🤖 AI Summary
This work addresses the challenges posed by noisy, semantically heterogeneous, and dynamically evolving short texts in social media streams by proposing EvoTaxo, a novel framework that introduces the first large language model (LLM)-driven mechanism for dynamic taxonomy evolution. The approach transforms social media posts into structured edit drafts and accumulates evidence over temporal windows to generate candidate taxonomy updates through a dual-view clustering strategy that integrates semantic similarity and temporal locality. A refinement–arbitration mechanism coupled with a concept memory bank ensures stable semantic boundaries across revisions.

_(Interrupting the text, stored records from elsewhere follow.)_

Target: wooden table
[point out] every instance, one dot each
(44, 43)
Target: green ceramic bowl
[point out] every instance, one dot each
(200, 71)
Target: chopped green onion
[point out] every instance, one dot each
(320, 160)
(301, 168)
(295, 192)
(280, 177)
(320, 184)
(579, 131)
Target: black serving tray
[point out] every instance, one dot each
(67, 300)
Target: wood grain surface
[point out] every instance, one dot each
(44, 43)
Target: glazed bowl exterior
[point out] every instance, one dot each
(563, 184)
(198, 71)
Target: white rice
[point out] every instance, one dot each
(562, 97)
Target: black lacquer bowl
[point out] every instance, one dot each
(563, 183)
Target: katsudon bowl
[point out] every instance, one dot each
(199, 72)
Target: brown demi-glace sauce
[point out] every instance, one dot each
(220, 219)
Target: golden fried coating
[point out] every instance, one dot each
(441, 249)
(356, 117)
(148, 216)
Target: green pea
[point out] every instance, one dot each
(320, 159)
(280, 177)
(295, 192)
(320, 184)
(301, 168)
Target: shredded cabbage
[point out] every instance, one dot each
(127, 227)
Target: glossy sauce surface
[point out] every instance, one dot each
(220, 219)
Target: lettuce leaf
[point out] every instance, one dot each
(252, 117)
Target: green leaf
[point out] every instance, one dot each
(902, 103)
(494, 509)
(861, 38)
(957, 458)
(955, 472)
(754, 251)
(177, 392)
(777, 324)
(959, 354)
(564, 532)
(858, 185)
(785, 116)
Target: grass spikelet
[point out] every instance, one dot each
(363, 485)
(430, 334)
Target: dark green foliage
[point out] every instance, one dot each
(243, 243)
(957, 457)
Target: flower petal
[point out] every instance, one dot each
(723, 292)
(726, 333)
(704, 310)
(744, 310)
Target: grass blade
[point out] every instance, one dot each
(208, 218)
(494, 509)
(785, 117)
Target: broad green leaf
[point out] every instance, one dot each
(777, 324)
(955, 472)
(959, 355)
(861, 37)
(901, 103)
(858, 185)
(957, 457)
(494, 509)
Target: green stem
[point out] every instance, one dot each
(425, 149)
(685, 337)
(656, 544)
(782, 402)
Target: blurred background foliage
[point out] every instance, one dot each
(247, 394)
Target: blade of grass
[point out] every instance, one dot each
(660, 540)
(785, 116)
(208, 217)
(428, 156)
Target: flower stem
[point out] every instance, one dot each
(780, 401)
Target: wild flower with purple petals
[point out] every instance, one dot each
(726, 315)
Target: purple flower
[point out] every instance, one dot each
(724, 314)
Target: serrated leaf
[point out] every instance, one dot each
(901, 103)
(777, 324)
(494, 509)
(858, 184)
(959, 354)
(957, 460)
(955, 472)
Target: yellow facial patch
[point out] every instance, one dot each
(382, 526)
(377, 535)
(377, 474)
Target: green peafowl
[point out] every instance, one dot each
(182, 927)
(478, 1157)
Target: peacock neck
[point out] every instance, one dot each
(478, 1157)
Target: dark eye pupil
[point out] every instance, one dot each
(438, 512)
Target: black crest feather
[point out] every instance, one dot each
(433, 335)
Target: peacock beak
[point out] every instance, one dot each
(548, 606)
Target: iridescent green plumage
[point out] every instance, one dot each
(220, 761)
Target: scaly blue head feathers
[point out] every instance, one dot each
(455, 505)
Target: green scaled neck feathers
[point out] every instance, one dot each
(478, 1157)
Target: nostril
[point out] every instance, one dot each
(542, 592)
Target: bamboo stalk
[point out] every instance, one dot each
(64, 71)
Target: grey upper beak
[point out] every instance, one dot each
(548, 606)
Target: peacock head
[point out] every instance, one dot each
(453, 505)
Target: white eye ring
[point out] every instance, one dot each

Experiments on Reddit datasets demonstrate that EvoTaxo produces taxonomies with more balanced structures, clearer leaf-node semantics, and broader corpus coverage, effectively capturing temporal shifts in discourse topics—such as those observed in communities like /r/ICE_Raids.
📝 Abstract
Constructing taxonomies from social media corpora is challenging because posts are short, noisy, semantically entangled, and temporally dynamic. Existing taxonomy induction methods are largely designed for static corpora and often struggle to balance robustness, scalability, and sensitivity to evolving discourse. We propose EvoTaxo, a LLM-based framework for building and evolving taxonomies from temporally ordered social media streams. Rather than clustering raw posts directly, EvoTaxo converts each post into a structured draft action over the current taxonomy, accumulates structural evidence over time windows, and consolidates candidate edits through dual-view clustering that combines semantic similarity with temporal locality. A refinement-and-arbitration procedure then selects reliable edits before execution, while each node maintains a concept memory bank to preserve semantic boundaries over time. Experiments on two Reddit corpora show that EvoTaxo produces more balanced taxonomies than baselines, with clearer post-to-leaf assignment, better corpus coverage at comparable taxonomy size, and stronger structural quality. A case study on the Reddit community /r/ICE_Raids further shows that EvoTaxo captures meaningful temporal shifts in discourse. Our codebase is available here.